Alcohol, tobacco, hard drugs – women are strongly advised to stay away from these things while pregnant, as we have extensive evidence they interfere with fetal development and cause lifelong health problems for newborns.
We know, for example, that babies born to mothers who smoke cigarettes tend to suffer from birth defects, low birth weight, and occasionally sudden infant death syndrome (SIDS). Fetal alcohol syndrome results form drinking while pregnant. And hard drugs such as cocaine can lead to miscarriage, infant addiction, and death.
But what do we know about marijuana? Is it equally dangerous to use it while carrying a fetus, or is the risk overblown? And what happens if you use while pregnant and then get caught?
It’s hardly an academic issue. Last month an Ohio couple briefly lost custody of their newborn daughter when a hospital test showed positive results for non-psychoactive THC metabolites in the baby’s blood. The results proved only that the mother consumed cannabis while pregnant, not that the baby received intoxicating THC (it did not).

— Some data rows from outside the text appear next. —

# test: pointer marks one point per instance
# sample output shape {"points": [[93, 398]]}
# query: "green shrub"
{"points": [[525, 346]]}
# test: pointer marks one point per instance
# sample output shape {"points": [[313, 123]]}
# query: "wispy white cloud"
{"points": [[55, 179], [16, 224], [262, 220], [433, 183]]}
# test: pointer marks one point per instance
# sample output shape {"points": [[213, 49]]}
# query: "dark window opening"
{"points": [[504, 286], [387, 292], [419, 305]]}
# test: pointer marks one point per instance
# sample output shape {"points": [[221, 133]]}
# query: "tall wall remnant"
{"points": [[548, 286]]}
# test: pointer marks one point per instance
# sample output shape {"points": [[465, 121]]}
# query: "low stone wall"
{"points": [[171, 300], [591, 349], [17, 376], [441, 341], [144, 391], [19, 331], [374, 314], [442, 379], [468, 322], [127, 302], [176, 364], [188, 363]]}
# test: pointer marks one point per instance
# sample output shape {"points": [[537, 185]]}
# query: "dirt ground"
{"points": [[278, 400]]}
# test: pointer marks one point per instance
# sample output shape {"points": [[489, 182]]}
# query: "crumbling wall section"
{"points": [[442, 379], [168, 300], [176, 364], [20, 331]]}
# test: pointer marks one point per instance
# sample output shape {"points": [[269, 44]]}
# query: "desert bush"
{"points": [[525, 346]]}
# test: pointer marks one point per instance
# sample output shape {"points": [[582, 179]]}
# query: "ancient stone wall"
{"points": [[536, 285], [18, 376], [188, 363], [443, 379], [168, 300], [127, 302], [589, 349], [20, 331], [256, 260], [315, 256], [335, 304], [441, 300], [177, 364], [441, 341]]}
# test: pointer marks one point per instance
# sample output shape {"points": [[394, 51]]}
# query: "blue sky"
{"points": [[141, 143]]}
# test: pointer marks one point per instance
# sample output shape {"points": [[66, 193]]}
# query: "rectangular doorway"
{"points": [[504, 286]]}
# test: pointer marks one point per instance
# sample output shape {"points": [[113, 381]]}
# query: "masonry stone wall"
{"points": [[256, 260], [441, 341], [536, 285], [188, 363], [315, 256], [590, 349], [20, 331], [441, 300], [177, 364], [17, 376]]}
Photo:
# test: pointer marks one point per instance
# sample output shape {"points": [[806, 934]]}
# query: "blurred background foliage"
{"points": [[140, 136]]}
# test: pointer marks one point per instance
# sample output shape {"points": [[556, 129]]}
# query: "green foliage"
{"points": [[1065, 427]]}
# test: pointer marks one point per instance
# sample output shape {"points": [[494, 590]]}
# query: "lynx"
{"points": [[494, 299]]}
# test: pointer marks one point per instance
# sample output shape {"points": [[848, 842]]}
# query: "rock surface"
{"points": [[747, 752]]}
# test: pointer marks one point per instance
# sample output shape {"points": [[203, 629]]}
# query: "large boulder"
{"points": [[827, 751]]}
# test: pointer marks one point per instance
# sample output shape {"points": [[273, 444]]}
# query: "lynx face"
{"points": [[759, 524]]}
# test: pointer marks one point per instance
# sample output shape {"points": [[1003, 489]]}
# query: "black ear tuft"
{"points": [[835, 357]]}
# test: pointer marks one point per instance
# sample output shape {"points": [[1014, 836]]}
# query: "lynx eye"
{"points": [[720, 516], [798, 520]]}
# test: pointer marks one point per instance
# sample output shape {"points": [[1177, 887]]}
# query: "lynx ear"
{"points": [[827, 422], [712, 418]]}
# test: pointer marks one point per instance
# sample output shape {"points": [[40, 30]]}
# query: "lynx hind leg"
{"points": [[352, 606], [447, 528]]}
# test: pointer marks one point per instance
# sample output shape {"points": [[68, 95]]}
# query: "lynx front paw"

Yet Hollie Sanford and her husband were forced to sue to get their child back.
Lack of scientific evidence that marijuana use causes health issues in newborns
Sanford is not a fool. She researched the dangers of cannabis use while pregnant and came to the same conclusion most other people reach after reading the science: There really isn’t much risk of anything. No scientific study has ever credibly shown that maternal marijuana consumption causes any kind of health issues in newborns.
Sanford used cannabis tea to treat morning sickness and to relieve the pain from chronic sciatica. She said she learned the tea is much safer than the prescription pain pills her doctors wanted her to take for her back. And she was right.
But often that’s not enough. The nation’s largest group of licensed physicians moved in November to push for a prominent warning label on marijuana products in states where the drug is legal: “Marijuana use during pregnancy and breastfeeding poses potential harms.
By contrast, the various warning labels found on cigarette packages are much more explicit. For example: “Smoking by pregnant women may result in fetal injury, premature birth, and low birth weight.” No such specific consequences are listed for the proposed marijuana label.
That’s because there’s almost no data supporting the contention that cannabis negatively impacts pregnancy. The proposed label is based less on science than on a moralistic tone of professional caution: We don’t really know what cannabis does to fetuses, but it can’t be good.
Actually, we know more than that. Specific scientific studies have established the link between tobacco and birth defects, booze and fetal alcohol syndrome, and cocaine and so-called “crack babies.” There is no such science showing cannabis harms fetuses.
Marijuana may help during pregnancy
Recent studies have established that people who use marijuana regularly are less likely to take opiate painkillers – and less likely to become addicted even if they do. The cannabis use apparently lightens the load carried by the opiates and reduces addiction.
Of course, heroin kills. Marijuana does not. That goes for fetuses, babies, mothers, everyone capable of putting opium derivatives or cannabis in their veins. That means even a full-fledged pot addiction would be better for an expecting mother than a Percocet habit.
So why all the fuss over a little weed in the womb? Most likely, doctors, lawmakers, regulators, and other medical gatekeepers are simply trying to mitigate the damage they assume legalization will do. It’s coming, in other words, and they know they can’t stop it, so they’re trying to slow it where they can.
This would be fine if there really was a serious health risk involved. But again, the science doesn’t back that claim. You’ll probably have to look hard to find a healthcare professional who’s willing to recommend marijuana as a great way to deal with the pains of pregnancy, but that doesn’t mean they have good reason to tell you to avoid it, either.